Superman a Lois Lane en ‘All-Star Superman’, Grant Morrison
Las escenas que llaman “de acción”, las secuencias “espectaculares”, a mí me aburren soberanamente. Para eso se han inventado los aparatos de reproducción caseros: no para “ver mejor” los tramos acrobáticos de las superproducciones -nunca mejor dicho-, sino para pasarlos rápido. Total, todos sabemos que últimamente los hacen tan rápidos que lo mismo da acelerarlos; igualmente habría que crearse una nueva “retención retiniana” propia del s. XIX para aprehenderlos. El Hombre de Acero, con Zack Snyder y Christopher Nolan a los mandos, será, con bastante seguridad, de este estilo. Personalmente, hubiese preferido la dirección y guión de Kevin Smith, que se pondría más del lado del cómic que del cine, y con quien tantas simpatías comparto en común, por otro lado. De hecho, las críticas dicen que el nuevo film ha perdido mucho del encanto y el humor del Superman de Christopher Reeve, y allí podría haber incidido perfectamente el bueno de Kevin. No hay que olvidar que la primera de Reeve, en 1978, había sido escrita por Mario Puzo, David Newman, Leslie Newman, Robert Benton y Tom Mankiewicz, que son palabras mayores. Sólo por leyenda urbana uno podía verla y después tirarse por la ventana (que hubo niños que hicieran eso me suena parecido a los que morían por no respetar las dos horas de digestión en la piscina), porque la historia rezumaba ironía, gran clase y diálogos mordaces. El patético Superman Returns de hace unos años incluso copiaba literalmente algunos de ellos, y allí se acababa su gracia -ahí, y en el momento en que el Luthor de Kevin Spacey le propina una sádica paliza al infortunado chaval que hacía de Reeve…

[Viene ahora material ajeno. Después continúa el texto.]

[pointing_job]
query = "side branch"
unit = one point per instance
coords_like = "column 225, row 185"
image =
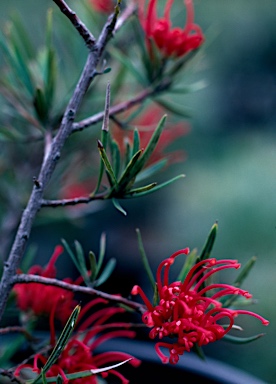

Realmente, es difícil superar aquella entrega casi inaugural, y mucho más difícil sólo a base de acción, espectáculo y efectos especiales. Christopher Reeve encarnaba un Superman maduro pero sexy, recatado pero galán, en el entorno de una Nueva York modernista que valía el precio de la entrada. Sin embargo, el debate ahora está en si el nuevo guapito-de-cara que hace el papel del héroe lleva los calzoncillos por fuera (rojos sobre perneras azules) o por dentro (traje enteramente azul), sin reparar en que, de todos modos, las “catiuscas” son rojas. Los seguidores saben que los calzones de color pasión fueron una intuición de su creador gráfico, Joe Shuster, cuando quiso vestir a su personaje como un forzudo de circo. Y es que además no importa, como no importó lo más mínimo en el resultado final del look de Christopher Reeve, que era espléndido: lo único que importa de verdad es que sea moreno, esbelto y de raza blanca. Un Superman de otra raza o fenotipo es más inimaginable que un Superman comunista, lo cual, por cierto, se ha ensayado en los tebeos, con previsibles consecuencias. También se han probado otros uniformes, pero no funcionan, porque Superman es, antes que sus poderes, que en el mundo del cómic norteamericano los tiene cualquiera (Majestic, el Capitán Marvel, Gladiador, el deconstruido Supreme de Alan Moore, etc.), su aspecto y su indumentaria inconfundibles, destacando esa prodigiosa, desde el punto de vista del diseño, “S”.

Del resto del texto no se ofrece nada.